Earlier in 2016, all markets became transfixed by the depreciation in the Chinese yuan and signs of large capital outflows. With economic indicators also weak at the time, many became concerned that this was the beginning of a negative spiral of deleveraging and capital outflows which would ultimately require a big depreciation in the yuan.
Since then, much of that immediate alarm has dissipated. Indicators of activity have tended to be a little stronger than expected, while the level of foreign exchange reserves has been much more stable compared to the massive declines seen in late 2015.
The Chinese Yuan has continued to depreciate over the past 6 months. But this hasn't rattled markets the same way it did earlier in the year. The differential between onshore and offshore has also been more stable.
But while the situation has stabilized in the last 6 months, this does not mean the underlying problems that created the initial panic have not been solved.
The inflection point in Chinese growth in the last few months has been accompanied by a re-acceleration in credit growth, which is seen as problematic given the massive expansion in credit since the 2008/09 global downturn. China has yet to show a propensity to transition the drivers of economic activity without dropping to levels that prompt policymakers to turn back to monetary stimulus.

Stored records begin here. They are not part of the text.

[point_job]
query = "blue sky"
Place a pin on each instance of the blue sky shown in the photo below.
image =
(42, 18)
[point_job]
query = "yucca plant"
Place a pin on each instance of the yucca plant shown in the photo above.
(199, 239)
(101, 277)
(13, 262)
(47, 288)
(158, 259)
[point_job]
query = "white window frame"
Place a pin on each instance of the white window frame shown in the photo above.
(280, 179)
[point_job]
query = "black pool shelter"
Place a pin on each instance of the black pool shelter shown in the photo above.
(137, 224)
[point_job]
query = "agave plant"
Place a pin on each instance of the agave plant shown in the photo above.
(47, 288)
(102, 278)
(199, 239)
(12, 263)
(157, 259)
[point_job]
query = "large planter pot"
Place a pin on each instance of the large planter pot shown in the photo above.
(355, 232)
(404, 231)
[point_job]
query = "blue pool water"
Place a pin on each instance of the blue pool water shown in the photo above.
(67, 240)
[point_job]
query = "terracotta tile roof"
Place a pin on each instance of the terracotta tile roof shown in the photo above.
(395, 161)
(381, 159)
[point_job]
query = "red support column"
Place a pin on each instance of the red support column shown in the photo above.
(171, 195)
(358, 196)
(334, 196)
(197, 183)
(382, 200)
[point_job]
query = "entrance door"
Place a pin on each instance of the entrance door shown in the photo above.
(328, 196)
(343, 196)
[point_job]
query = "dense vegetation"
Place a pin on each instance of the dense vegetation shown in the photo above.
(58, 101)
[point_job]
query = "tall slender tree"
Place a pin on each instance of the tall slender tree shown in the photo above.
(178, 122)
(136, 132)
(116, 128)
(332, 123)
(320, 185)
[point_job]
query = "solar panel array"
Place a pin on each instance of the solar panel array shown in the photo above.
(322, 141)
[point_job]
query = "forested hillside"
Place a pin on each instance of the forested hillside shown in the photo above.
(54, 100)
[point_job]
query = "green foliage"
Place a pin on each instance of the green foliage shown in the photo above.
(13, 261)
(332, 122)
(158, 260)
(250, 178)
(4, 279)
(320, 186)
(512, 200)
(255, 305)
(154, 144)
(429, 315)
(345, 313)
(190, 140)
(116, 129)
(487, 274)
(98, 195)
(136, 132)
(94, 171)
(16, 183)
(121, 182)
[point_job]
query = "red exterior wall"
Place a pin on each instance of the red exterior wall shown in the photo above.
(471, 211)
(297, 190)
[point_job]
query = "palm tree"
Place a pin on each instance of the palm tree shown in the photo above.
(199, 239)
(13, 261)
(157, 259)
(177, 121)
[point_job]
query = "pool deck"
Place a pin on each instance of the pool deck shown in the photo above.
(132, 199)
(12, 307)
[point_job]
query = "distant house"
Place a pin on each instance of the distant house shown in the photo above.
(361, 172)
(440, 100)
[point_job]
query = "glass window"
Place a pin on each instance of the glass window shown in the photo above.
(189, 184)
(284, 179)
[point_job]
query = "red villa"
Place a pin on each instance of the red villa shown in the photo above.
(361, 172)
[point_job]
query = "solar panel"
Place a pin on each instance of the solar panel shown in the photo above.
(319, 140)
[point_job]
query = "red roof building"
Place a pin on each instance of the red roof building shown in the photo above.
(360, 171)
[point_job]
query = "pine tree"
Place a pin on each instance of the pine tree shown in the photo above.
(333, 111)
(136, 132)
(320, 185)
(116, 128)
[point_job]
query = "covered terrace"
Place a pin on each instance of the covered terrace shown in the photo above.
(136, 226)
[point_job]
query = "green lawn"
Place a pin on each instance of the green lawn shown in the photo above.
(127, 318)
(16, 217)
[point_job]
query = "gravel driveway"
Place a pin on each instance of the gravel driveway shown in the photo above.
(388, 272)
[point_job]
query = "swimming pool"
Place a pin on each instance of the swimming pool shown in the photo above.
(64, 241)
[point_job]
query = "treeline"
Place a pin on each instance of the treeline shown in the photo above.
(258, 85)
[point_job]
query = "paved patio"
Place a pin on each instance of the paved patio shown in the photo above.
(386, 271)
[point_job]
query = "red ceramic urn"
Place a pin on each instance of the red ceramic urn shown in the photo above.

With money and credit growth indicators now starting the slow, the risks are that real economic activity will start to slow in the next 6-12 months, with property markets already passing the point of maximum growth. Slowing growth is likely to reignite the concerns around capital outflow and the yuan that we saw in late 2015. This could be magnified by hike in the Fed Funds rate, which on the current trajectory looks likely before the end of this year.
It may be the case that the herd mentality will not be as acutely focused on this issue given we have experienced this before with some degree of resolution. But this is a large risk to many markets in the next 6-12 months.